Question

I am wanting to port my application to a web app.

The app should:

  1. Be able to access the local hard drive
  2. The data should be stored locally (in case of denial of service attacks to my web server).
  3. Take advantage of the local CPU.
  4. Run in any browser, in any OS
  5. No plugins required.

Basically, I want an web app that will run in any browser and in any operating system. Requires no plugins to use. And not susceptible to denial of service attacks.

I have heard of Native Client from Google, but this is in its embryonic stage and it may only run with Chromium and or Chrome (not in IE, Firefox, Safari etc).

I don't want to use flash because it requires a plugin which can be blocked by users computers (security policy of company laptops). Also, I heard flash is dying.

Also, I've heard Jave/JSP/Applets are dead.
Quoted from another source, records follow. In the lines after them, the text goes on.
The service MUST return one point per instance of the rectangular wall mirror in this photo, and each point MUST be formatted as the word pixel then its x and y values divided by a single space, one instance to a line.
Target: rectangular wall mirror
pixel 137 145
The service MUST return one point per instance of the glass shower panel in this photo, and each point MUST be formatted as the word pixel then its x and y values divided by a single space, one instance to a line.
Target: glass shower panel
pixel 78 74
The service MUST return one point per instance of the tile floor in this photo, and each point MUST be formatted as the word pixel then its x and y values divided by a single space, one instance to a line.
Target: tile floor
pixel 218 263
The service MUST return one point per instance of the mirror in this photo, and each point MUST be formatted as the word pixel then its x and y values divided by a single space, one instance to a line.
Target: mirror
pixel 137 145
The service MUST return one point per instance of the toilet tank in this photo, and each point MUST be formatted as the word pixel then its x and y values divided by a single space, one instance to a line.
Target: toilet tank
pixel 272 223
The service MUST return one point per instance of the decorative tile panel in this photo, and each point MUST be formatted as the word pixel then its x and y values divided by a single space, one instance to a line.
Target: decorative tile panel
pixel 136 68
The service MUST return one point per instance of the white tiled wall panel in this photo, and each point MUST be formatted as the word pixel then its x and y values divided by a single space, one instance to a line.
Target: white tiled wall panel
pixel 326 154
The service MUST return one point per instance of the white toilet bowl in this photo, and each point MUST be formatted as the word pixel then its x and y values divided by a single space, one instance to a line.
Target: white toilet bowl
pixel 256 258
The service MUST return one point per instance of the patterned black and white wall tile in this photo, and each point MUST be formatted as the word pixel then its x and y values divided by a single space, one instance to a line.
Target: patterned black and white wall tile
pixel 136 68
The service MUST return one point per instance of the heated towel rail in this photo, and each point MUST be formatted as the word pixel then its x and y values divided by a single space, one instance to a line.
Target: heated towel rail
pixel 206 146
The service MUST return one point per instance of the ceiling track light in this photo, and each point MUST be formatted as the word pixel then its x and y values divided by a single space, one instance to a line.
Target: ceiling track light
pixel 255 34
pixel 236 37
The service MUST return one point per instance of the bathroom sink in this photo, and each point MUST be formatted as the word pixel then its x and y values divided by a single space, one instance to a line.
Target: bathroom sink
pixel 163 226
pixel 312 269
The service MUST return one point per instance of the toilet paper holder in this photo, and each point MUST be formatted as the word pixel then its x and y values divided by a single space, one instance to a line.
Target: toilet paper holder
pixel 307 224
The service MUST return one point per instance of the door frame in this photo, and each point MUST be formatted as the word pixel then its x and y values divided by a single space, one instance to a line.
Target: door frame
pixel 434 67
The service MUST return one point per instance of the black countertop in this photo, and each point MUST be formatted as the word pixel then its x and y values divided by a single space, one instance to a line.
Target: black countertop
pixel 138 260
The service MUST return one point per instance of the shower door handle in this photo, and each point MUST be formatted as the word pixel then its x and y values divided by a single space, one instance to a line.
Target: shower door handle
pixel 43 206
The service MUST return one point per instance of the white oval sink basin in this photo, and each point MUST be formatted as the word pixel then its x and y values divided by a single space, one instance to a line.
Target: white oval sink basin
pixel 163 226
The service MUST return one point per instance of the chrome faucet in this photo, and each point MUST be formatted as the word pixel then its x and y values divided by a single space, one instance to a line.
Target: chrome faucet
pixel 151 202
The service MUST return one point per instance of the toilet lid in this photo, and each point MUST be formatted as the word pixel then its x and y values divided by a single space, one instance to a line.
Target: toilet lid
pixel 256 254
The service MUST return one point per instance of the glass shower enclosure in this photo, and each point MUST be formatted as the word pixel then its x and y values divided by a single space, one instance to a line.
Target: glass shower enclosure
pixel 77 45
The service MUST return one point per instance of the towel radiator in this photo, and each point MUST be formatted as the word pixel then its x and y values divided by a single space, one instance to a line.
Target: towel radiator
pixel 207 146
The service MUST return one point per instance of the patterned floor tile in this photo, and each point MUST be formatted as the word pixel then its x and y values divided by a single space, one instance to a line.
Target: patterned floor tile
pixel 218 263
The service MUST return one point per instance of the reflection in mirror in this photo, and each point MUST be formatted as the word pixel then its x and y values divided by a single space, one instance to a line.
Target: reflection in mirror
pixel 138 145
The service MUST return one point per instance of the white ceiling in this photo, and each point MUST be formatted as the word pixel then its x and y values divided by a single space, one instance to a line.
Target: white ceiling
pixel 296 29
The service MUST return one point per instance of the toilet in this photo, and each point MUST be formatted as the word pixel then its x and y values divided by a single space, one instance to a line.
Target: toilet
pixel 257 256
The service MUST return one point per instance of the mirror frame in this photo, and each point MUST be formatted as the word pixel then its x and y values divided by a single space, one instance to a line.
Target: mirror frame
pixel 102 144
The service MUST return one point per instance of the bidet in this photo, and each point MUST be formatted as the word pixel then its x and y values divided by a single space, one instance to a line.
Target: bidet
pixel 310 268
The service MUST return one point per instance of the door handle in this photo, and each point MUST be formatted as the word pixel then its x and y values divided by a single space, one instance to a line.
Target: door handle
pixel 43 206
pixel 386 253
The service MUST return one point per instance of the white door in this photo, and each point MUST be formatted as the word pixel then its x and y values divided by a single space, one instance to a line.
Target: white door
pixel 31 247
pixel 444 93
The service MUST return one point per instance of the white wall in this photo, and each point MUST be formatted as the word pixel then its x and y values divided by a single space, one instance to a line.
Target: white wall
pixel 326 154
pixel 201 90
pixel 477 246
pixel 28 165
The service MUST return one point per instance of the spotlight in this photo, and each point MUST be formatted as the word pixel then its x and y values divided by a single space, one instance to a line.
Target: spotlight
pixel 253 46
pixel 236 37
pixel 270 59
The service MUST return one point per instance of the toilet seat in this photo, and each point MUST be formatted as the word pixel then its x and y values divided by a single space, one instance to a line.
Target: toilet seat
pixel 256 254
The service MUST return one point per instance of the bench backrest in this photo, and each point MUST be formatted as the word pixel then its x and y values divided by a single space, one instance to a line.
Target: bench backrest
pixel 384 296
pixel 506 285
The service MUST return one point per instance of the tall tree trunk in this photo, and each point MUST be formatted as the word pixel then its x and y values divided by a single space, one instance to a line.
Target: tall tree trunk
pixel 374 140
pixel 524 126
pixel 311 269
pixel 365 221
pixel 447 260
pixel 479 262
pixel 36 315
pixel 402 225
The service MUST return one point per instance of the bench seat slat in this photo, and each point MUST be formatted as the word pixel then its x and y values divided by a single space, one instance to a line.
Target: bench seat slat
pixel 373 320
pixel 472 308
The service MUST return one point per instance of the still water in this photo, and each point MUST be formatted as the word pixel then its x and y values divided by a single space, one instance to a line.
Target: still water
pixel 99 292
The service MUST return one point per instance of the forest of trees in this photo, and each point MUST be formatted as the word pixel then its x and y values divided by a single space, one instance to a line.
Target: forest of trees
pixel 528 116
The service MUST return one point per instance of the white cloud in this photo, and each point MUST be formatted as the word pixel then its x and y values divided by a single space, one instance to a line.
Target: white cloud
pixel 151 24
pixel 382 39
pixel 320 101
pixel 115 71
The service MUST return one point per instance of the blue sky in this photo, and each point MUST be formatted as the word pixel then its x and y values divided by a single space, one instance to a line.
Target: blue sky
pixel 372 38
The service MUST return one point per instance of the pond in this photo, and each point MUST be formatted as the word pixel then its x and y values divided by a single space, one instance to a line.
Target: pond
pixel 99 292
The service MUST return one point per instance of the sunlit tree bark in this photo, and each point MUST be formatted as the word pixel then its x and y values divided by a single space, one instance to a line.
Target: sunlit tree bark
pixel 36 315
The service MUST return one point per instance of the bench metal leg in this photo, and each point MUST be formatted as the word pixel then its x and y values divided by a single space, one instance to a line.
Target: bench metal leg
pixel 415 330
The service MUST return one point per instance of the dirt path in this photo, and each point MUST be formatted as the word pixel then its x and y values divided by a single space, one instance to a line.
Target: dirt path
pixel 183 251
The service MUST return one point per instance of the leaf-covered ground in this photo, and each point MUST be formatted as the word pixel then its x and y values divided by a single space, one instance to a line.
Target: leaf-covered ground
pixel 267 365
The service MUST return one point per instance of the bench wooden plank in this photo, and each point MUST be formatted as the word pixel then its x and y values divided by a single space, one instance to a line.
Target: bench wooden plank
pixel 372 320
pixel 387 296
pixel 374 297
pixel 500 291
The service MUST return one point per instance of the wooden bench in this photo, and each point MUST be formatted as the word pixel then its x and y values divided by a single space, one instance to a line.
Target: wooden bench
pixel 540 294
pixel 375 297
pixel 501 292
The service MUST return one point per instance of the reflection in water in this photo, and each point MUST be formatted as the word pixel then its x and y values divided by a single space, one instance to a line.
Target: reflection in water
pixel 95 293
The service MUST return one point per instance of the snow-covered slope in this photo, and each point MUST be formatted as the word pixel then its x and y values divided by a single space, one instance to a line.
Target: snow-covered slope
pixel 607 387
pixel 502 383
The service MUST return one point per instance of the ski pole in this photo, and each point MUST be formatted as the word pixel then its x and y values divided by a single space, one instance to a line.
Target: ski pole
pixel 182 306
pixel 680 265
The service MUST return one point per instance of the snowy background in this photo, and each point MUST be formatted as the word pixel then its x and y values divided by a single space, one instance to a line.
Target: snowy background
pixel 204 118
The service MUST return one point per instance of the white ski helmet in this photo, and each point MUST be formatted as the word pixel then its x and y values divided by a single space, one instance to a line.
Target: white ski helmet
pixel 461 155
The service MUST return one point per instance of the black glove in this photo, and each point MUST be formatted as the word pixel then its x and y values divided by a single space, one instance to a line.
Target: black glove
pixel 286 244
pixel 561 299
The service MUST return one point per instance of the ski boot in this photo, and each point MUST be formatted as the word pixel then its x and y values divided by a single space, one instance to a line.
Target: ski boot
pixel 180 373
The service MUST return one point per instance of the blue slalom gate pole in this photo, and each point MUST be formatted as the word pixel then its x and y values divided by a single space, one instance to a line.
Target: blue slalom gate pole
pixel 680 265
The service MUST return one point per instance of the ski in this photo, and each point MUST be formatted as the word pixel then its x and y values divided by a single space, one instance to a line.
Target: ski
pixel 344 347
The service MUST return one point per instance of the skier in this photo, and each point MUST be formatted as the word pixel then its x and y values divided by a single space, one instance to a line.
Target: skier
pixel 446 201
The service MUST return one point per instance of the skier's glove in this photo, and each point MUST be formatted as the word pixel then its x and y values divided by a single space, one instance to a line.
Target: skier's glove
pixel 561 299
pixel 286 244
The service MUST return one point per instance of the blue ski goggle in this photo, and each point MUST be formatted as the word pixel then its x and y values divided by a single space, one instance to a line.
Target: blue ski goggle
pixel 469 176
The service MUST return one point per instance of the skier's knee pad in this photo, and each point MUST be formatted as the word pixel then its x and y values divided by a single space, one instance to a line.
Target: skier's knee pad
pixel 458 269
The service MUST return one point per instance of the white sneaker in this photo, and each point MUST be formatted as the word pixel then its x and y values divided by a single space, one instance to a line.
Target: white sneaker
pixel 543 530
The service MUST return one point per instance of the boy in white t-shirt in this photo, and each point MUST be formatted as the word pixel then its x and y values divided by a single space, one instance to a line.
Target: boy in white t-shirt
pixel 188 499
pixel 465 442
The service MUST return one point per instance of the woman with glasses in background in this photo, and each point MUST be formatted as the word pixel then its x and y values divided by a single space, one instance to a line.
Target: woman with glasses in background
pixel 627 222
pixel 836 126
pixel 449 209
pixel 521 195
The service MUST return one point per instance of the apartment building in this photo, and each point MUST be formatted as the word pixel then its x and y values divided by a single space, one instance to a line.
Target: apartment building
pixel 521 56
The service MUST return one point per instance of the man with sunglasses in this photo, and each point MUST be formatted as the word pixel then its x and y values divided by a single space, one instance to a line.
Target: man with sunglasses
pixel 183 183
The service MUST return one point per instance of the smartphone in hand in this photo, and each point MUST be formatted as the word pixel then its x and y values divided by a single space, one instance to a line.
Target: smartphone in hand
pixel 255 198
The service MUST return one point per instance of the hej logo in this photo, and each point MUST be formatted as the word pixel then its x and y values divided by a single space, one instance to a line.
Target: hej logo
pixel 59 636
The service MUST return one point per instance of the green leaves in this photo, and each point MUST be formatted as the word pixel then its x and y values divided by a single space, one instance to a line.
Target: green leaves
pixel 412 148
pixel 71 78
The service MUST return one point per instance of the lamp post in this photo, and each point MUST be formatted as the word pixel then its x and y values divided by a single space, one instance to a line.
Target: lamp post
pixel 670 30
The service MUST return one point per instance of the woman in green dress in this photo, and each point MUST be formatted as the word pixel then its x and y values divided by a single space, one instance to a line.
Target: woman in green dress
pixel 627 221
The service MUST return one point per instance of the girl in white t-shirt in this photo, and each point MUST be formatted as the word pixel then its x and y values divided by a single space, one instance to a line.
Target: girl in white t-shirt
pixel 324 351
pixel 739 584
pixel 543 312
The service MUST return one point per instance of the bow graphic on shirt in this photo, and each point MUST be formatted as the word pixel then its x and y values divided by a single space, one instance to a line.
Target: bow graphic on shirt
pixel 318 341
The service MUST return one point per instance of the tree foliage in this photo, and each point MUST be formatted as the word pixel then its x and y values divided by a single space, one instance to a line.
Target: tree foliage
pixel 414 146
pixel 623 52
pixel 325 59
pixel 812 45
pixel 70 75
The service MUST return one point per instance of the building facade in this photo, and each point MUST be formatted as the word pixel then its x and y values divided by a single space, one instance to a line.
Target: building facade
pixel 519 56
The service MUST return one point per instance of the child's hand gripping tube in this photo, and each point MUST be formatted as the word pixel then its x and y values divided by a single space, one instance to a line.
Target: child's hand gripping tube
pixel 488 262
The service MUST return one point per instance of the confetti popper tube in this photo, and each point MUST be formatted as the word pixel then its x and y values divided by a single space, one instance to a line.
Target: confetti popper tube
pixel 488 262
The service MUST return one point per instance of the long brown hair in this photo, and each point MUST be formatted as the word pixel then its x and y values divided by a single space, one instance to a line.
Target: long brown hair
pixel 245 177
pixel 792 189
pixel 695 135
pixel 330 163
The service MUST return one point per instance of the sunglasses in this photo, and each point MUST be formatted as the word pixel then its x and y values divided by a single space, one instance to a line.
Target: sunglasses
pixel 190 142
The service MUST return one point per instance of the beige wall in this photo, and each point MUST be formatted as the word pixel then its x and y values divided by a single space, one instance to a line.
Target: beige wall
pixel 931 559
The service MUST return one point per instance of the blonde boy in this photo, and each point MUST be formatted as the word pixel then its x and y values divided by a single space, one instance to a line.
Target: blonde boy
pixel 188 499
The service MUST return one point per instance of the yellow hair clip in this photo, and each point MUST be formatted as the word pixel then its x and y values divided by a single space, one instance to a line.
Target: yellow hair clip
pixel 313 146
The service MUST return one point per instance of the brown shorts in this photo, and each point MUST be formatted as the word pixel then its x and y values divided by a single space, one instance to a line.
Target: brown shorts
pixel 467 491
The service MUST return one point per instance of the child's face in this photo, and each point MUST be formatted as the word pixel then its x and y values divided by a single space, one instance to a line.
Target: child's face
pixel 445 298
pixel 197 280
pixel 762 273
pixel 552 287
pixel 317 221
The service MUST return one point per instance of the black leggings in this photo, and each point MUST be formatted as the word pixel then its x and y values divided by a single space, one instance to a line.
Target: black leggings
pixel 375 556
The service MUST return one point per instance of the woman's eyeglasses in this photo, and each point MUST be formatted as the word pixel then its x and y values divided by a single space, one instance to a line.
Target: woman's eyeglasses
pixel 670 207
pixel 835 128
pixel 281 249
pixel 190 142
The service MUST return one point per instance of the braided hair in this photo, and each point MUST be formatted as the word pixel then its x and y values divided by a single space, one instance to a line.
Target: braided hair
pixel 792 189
What development environment will allow me to achieve the above? Does .NET? Silverlight?

Thanks

Was it helpful?

Solution

Being able to access the users local hard drive directly without a plug-in would be a violation of security and just can't be done. Unless you are referring to users being able to upload files to the server to store! which can be done; but its all within the users control.

If the data you wish to save on the user-end is small the only option you would have is cookies without any plug-in at all and the amount of data you can store is very small indeed.

HTML5 introduces application storage but its support is very very low so i doubt this would suit you either as users can define how much room each application can use and it defaults to a smallish amount.

You can use as much CPU as you like i guess... however you must realise that a lot of people run multiple applications, services and websites at once and they all share CPU usage! so don't expect old mum's laptop to perform and keep up if you plan to use a lot of CPU intensive operations on the client end.... Server side CPU; it will be up to your hosting provider as to how much you can use, some cloud hosting providers make you pay CPU usage even.

If your site is under attack it wouldn't matter if it was flash, silverlight, a normal web page, a native client application or how much data you stored on the user-end... if a browser can't request the page, the page will not load and nothing will appear except a local error page, so none of these technologies will make you 'safe' from a DOS attack or any other kind of attack and users will find they simply can't load the site or page anyway.

Silverlight is similar to Flash, Java applets and the google 'native client' and everything else! in that its a plug-in users have to install and can optionally disable, so i gather none of these options are for you... without relying on a plug-in your options are only basic javascript and HTML and nothing else, and a lot of companies disable all plug-ins or allow only a very selected few e.g adobe reader only... some even disable javascript so can't do any kind of coding at all on the client :)

It all depends on what EXACTLY you need to do, why do you need access to a users hard drive... why do you specify you need take advantage of the CPU? and why is there a no-plug's rule yet you talk about using plug-ins anyway?

OTHER TIPS

It sure is bad news to hear that so many things are suddenly dead or dying...

Anyway, if your requirement is "any browser on any OS" then you're talking about HTML, plain and simple. Drop some browsers from that requirement and you can include JavaScript.

Local CPU as opposed to what? Using server resources? Not with HTML/JavaScript. Local data storage will be odd, HTML5 isn't supported by everything yet but it might be something to look at for that.

And what's with the DoS attack vector? Why is that such a relevant concern?

You may have mutually exclusive requirements here, and potentially not a full grasp of web development as a platform or architecture. More to the point, this is a really vague question with almost no information and, from the perspective of others, nonsensical requirements. Please elaborate.